What is surprising is that he actually keeps his promise once he's back in Asgard. Why is anybody's guess, but here are a few of ours: (1) Oaths are really, really important in Germanic culture. Even Loki won't break one. (2) He's actually kind of scared of what Geirrod might do to him if he doesn't keep his promise.
We (and a lot of the Asgard gods) tend to think of giants as stupid, but they actually come in all shapes and (brain) sizes. Geirrod's brain is one of the bigger ones. He's not at all fooled by Loki's bird disguise, and he's pretty quick to figure out how he can use his catch to get the person he's really after: Thor. Even his plan to kill Thor by enticing him to play a "game" of "catch the molten iron" is kind of clever, since it takes advantage of Thor's natural competitiveness.
Nah, Geirrod's no dummy. As Grid describes him, he's a tricky son-of-a-gun. But he also has a cold, cold heart. When his daughters are gruesomely crushed under Thor's chair, he doesn't even bat an eye. That makes it hard to feel sorry for him when Thor returns his molten iron right through his stomach.
Every quest needs the wise old mentor who guides the hero on his way. In this story, that role is played by Grid. Grid's a giantess, which tells us that not all giants are cut from the same cloth. Plus, that puts her in-the-know about who's who in the giant world: She knows that Geirrod is not to be trusted, and she's happy to share that information with Thor. Why? Well, she might be helpful out of the goodness of her heart. But she's also got family ties to the thunder god. She's Odin's mistress and the mother of Thor's stepbrothers, so her eagerness to help Thor could come from an abundance of family feeling.

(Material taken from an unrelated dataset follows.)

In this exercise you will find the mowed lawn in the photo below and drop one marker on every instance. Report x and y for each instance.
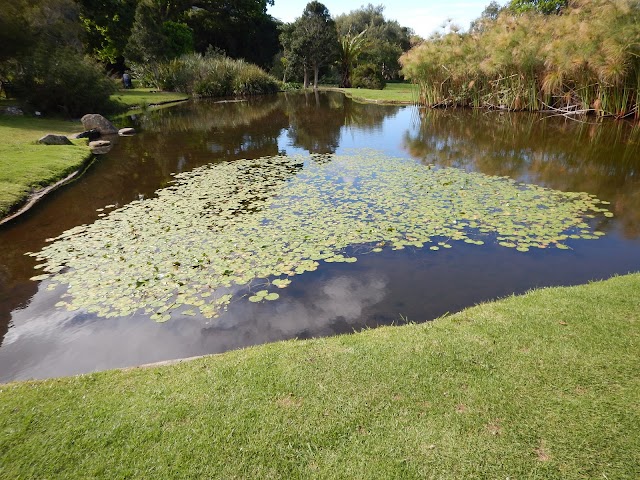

That family feeling is something Grid has that her foil, or contrasting character, Geirrod, doesn't. Grid's presence makes this lack in Geirrod clear by contrast. Grid's great hospitality to Thor also contrasts with the way Geirrod treats him.
We've said it once and we'll say it again: Grid's the yin to Geirrod's yang.
Geirrod's daughters are a bit, um, weird, to say the least.
The first one Thor meets, Grápr, decides to straddle the River Vímur and pee. And since she's a giantess, her urine flow is no small thing. But Grápr's probably not just peeing because she just drank six venti Frappuccinos. Nope, she's probably just loyal to dad and wants to help him best an enemy.
All of Geirrod's daughters demonstrate allegiance to Geirrod in this way, the other two attempting to crush Thor against the ceiling by giving him a chairlift ride on their backs. Geirrod certainly doesn't deserve such loyalty, but by standing with him against Thor, these girls prove themselves to be good Viking daughters.